Narcissistic experience creates a kind of traumatic conjuncture, within which reality continues to be threatening. Despite the fact that the situation around has changed many times, the narcissistic client does not have the opportunity to revise and reconsider his idea of it. On the one hand, the narcissistic person acquires functionality, but on the other hand, he pays a very high price for it. The price of this choice is the inability to trust one's feelings, since introjected partial objects are responsible for safety, which are not integrated into the personality, but are, metaphorically speaking, its semantic exoskeleton. In other words, the narcissistic personality, emerging from a merger with his experience, which both scares and makes him stronger, is faced with the need to rebuild security, with his own resources, of which there are not so many. This largely determines the difficulty of working with a narcissistic client, for whom therapeutic discourse means the inevitability of re-traumatization and destruction of a painful but stable scheme of life.

Narcissistic trauma occurs when, in order to continue living, it is necessary to change greatly and the vector of these changes is dictated not by the natural logic of development, but by the forced one, forcing one to make a kind of leap from one state to another. Development ceases to be consistent, in the personal history some interruption is found, dividing life into a state before and after, and these passages of the text are poorly connected with each other. Narcissistic trauma is a forced identification with an image that guarantees safety, but this image is not completely filled with personal content and voids are constantly found in it. Thus, narcissistic trauma is a trade-off between calmness and authenticity.

The term "personal growth" used in the title of the article can be safely bracketed, since in this form of implementation it rather turns out to be a personal deformation. The development of qualities that improve adaptation to the environment at the expense of others that provide "internal ecology" - such as awareness, sensitivity, the ability to symbolize and assimilate - leads to a mosaic structure of the personality and, in general, impairs its adaptive abilities, since narcissistic adaptation occurs as if once and forever, without the ability to get out of the merger with your past experience and thus change it according to the current life situation.

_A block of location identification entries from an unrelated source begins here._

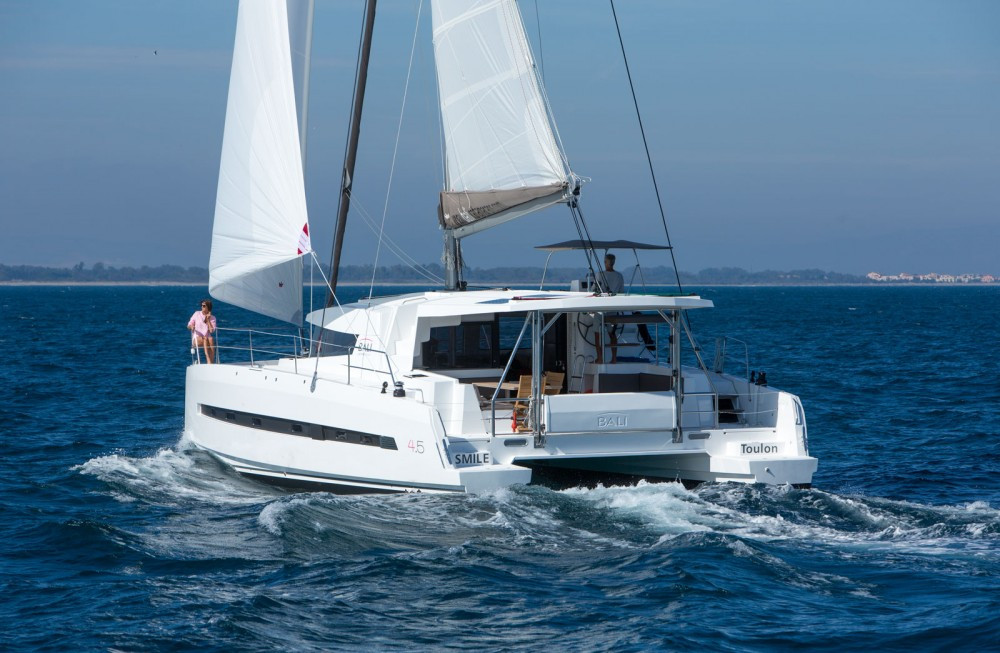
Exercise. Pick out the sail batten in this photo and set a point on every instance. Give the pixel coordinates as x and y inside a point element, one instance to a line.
<point>261,226</point>
<point>501,155</point>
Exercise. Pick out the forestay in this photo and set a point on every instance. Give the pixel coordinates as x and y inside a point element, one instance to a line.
<point>502,158</point>
<point>261,226</point>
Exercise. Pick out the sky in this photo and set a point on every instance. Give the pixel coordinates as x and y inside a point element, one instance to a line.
<point>846,135</point>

Narcissistic identity strikes the imagination in that the request for change arises from the part that in every possible way defends its method of organizing life and, in fact, conflicts with itself. The way in which the narcissistic client establishes a therapeutic relationship is symbolically in conflict with the values of the therapy, since in his work he substitutes demand for sensitivity and control for self-confidence. At some point, therapy with such a client comes to an impasse, since at this point either the rejection of the narcissistic distortion of reality, or of the therapy itself, is assumed.

In conclusion, we can say that narcissistic trauma occurs in a situation where safety is built not through attitude, but through introjection, which supports splitting. Symbolic exchange in relationships allows one to appropriate the required qualities and integrate them into the structure of one's own personality, while introjection remains an unitegrated element and turns out to be connected with external objects. What the narcissistic client cannot appropriate for himself, he is forced to conform. It can be said that the tragedy of narcissistic identity is that he invests in existence without being able to appropriate it and all the time remains dependent on the bearer of the required quality. For example, it requires approval or needs confirmation of the correctness of its choice. Roughly speaking, in this case, the approving figure never becomes an internal object.

Thus, the main challenge for the narcissistic client is that he needs to enter into a relationship, and this is exactly what he does worst. Relationships scare him because they have to relinquish control and enter a zone of uncertainty. However, this path guarantees a more reliable foundation for building security, as it turns out to be focused on the relevance and authenticity of the here-and-now moment.